CLAILGMar 16

Thinking in Latents: Adaptive Anchor Refinement for Implicit Reasoning in LLMs

arXiv:2603.150516.3h-index: 14
AI Analysis

This addresses the problem of high inference costs and output length in LLM reasoning for mathematical word problems, offering an incremental improvement over existing latent-space methods.

The paper tackled the inefficiency of token-level Chain-of-Thought prompting in LLMs by introducing AdaAnchor, a latent reasoning framework with adaptive halting, which achieved up to 5% accuracy gains and reduced average latent refinement steps by 48-60% while cutting generated tokens by 92-93%.

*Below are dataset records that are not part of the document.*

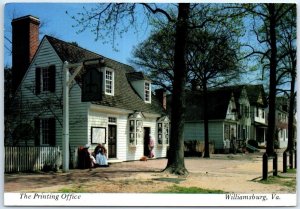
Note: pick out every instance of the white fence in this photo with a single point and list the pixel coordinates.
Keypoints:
(27, 159)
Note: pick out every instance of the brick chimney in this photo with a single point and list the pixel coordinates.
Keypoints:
(161, 95)
(25, 41)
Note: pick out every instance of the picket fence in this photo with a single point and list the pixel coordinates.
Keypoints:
(28, 159)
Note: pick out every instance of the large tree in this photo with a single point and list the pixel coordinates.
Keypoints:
(266, 19)
(117, 18)
(211, 60)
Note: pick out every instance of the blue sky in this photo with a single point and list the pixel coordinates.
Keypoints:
(59, 25)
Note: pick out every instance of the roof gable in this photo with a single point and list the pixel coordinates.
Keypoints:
(125, 97)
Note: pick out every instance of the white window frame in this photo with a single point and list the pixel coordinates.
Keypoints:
(147, 92)
(45, 72)
(112, 84)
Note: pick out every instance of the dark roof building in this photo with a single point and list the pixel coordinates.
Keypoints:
(218, 101)
(125, 96)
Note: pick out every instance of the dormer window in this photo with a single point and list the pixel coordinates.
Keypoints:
(147, 92)
(45, 79)
(109, 82)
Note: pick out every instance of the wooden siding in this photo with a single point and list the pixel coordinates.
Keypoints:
(195, 131)
(46, 56)
(124, 151)
(45, 104)
(22, 159)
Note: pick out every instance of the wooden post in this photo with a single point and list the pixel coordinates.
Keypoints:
(291, 160)
(284, 169)
(275, 165)
(265, 166)
(295, 159)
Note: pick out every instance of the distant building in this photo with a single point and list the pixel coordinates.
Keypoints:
(222, 114)
(258, 105)
(123, 118)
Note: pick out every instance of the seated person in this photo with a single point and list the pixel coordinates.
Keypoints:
(101, 156)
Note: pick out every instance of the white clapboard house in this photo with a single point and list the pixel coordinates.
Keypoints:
(122, 117)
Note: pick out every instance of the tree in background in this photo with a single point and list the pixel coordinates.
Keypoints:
(287, 68)
(266, 21)
(212, 60)
(115, 19)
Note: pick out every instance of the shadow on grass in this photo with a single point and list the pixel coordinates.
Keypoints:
(190, 190)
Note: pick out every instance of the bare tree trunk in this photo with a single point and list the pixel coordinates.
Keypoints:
(176, 150)
(291, 141)
(272, 93)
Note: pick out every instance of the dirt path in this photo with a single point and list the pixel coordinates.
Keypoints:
(229, 173)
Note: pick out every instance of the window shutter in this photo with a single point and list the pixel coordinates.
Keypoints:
(37, 80)
(52, 132)
(101, 84)
(52, 78)
(37, 132)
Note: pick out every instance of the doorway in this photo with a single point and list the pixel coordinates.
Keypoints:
(112, 141)
(146, 140)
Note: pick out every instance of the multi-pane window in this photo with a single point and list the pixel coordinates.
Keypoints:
(112, 120)
(45, 127)
(45, 132)
(109, 82)
(45, 79)
(147, 92)
(135, 129)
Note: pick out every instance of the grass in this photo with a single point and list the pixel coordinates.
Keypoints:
(281, 180)
(292, 170)
(190, 190)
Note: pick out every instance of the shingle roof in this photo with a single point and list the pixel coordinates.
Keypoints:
(125, 96)
(218, 101)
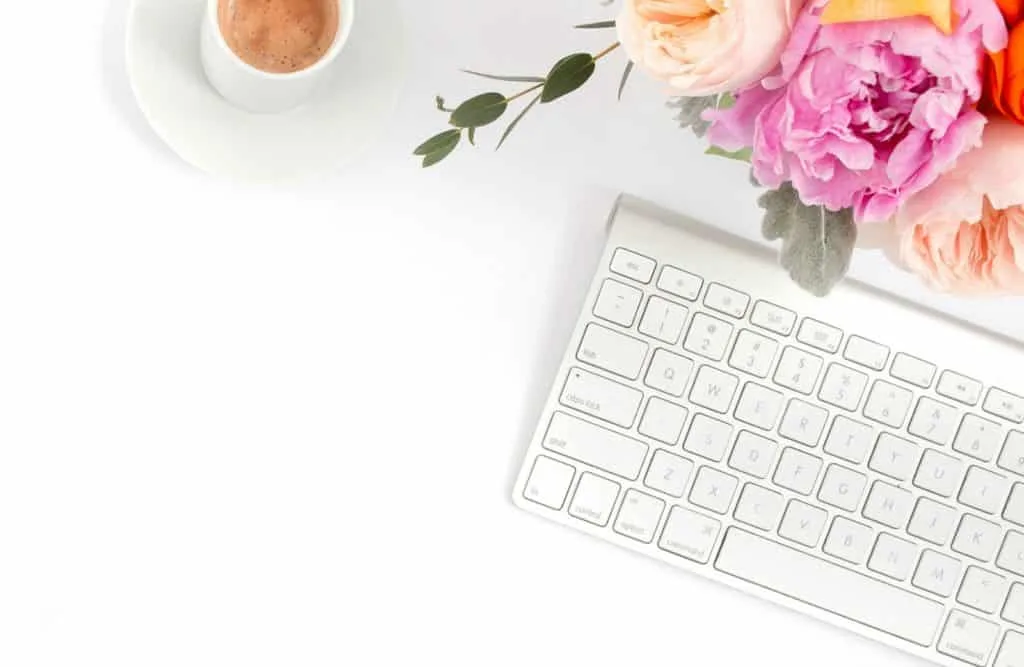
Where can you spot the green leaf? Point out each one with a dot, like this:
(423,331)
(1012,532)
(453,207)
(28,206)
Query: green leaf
(479,111)
(567,75)
(508,130)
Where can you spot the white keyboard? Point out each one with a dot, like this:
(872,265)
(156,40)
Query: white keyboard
(855,458)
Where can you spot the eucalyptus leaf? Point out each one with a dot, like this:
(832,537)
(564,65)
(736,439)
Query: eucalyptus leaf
(817,244)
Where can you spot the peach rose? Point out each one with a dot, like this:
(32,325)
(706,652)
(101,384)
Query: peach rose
(965,234)
(706,47)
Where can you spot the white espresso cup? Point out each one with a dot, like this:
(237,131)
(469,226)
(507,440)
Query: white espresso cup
(256,90)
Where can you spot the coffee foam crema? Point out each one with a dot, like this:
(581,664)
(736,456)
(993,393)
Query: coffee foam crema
(279,36)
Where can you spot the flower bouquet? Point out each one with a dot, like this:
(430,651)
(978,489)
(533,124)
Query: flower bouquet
(897,120)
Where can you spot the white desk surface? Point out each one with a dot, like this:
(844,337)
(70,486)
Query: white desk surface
(257,426)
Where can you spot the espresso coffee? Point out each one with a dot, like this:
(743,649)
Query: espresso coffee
(279,36)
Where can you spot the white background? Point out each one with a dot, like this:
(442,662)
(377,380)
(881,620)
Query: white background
(256,426)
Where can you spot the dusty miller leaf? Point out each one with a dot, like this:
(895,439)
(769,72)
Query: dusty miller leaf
(817,244)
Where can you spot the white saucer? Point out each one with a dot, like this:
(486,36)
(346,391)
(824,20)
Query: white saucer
(349,111)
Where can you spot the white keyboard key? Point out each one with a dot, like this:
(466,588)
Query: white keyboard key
(594,499)
(939,473)
(894,457)
(977,538)
(932,522)
(726,300)
(934,421)
(893,557)
(601,398)
(960,388)
(708,336)
(842,488)
(798,370)
(549,483)
(984,491)
(803,524)
(978,438)
(714,389)
(713,490)
(849,540)
(912,370)
(680,283)
(819,335)
(612,351)
(829,586)
(664,320)
(759,407)
(689,535)
(843,387)
(937,573)
(888,404)
(633,265)
(617,303)
(638,515)
(753,455)
(594,446)
(759,507)
(982,590)
(754,353)
(669,373)
(866,352)
(803,422)
(669,473)
(969,638)
(849,440)
(708,438)
(663,420)
(888,505)
(773,318)
(797,471)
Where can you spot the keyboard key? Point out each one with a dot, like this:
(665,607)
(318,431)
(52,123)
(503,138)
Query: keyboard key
(669,473)
(798,370)
(713,490)
(819,335)
(888,404)
(639,515)
(663,420)
(912,370)
(849,540)
(612,351)
(669,373)
(937,573)
(549,483)
(708,336)
(866,352)
(754,353)
(753,455)
(773,318)
(633,265)
(829,586)
(969,638)
(594,499)
(601,398)
(759,507)
(689,535)
(617,303)
(680,283)
(594,446)
(797,471)
(664,320)
(960,388)
(714,389)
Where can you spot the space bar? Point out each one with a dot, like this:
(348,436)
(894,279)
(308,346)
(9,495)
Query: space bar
(829,587)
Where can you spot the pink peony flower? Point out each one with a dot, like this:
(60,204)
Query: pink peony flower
(965,234)
(865,114)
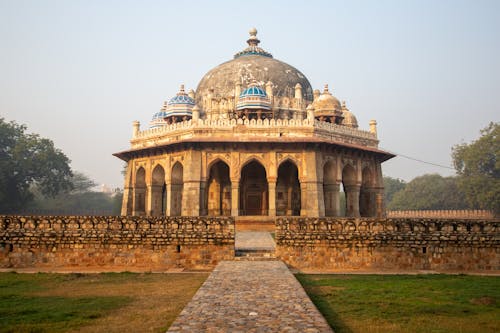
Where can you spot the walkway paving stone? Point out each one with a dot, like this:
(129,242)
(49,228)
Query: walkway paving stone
(250,296)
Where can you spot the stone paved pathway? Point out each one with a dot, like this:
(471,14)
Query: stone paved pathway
(250,296)
(254,240)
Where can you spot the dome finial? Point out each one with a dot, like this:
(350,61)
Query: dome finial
(253,40)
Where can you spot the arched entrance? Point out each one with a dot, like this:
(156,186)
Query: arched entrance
(253,190)
(330,189)
(288,190)
(158,192)
(140,192)
(177,188)
(367,195)
(219,190)
(351,191)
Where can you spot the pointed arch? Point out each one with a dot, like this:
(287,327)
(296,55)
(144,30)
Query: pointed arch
(158,191)
(367,194)
(330,189)
(140,192)
(288,189)
(254,195)
(177,187)
(218,189)
(351,190)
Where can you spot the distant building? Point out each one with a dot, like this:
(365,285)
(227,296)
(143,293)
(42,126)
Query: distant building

Token-level Chain-of-Thought (CoT) prompting has become a standard way to elicit multi-step reasoning in large language models (LLMs), especially for mathematical word problems. However, generating long intermediate traces increases output length and inference cost, and can be inefficient when the model could arrive at the correct answer without extensive verbalization. This has motivated latent-space reasoning approaches that shift computation into hidden representations and only emit a final answer. Yet, many latent reasoning methods depend on a fixed number of latent refinement steps at inference, adding another hyperparameter that must be tuned across models and datasets to balance accuracy and efficiency. We introduce AdaAnchor, a latent reasoning framework that performs silent iterative computation by refining a set of latent anchor vectors attached to the input. AdaAnchor further incorporates an adaptive halting mechanism that monitors anchor stability across iterations and terminates refinement once the anchor dynamics converge, allocating fewer steps to easier instances while reserving additional refinement steps for harder ones under a shared maximum-step budget. Our empirical evaluation across three mathematical word-problem benchmarks shows that AdaAnchor with adaptive halting yields accuracy gains of up to 5% over fixed-step latent refinement while reducing average latent refinement steps by 48-60% under the same maximum-step budget. Compared to standard reasoning baselines, AdaAnchor achieves large reductions in generated tokens (92-93%) by moving computation into silent latent refinement, offering a different accuracy-efficiency trade-off with substantially lower output-token usage.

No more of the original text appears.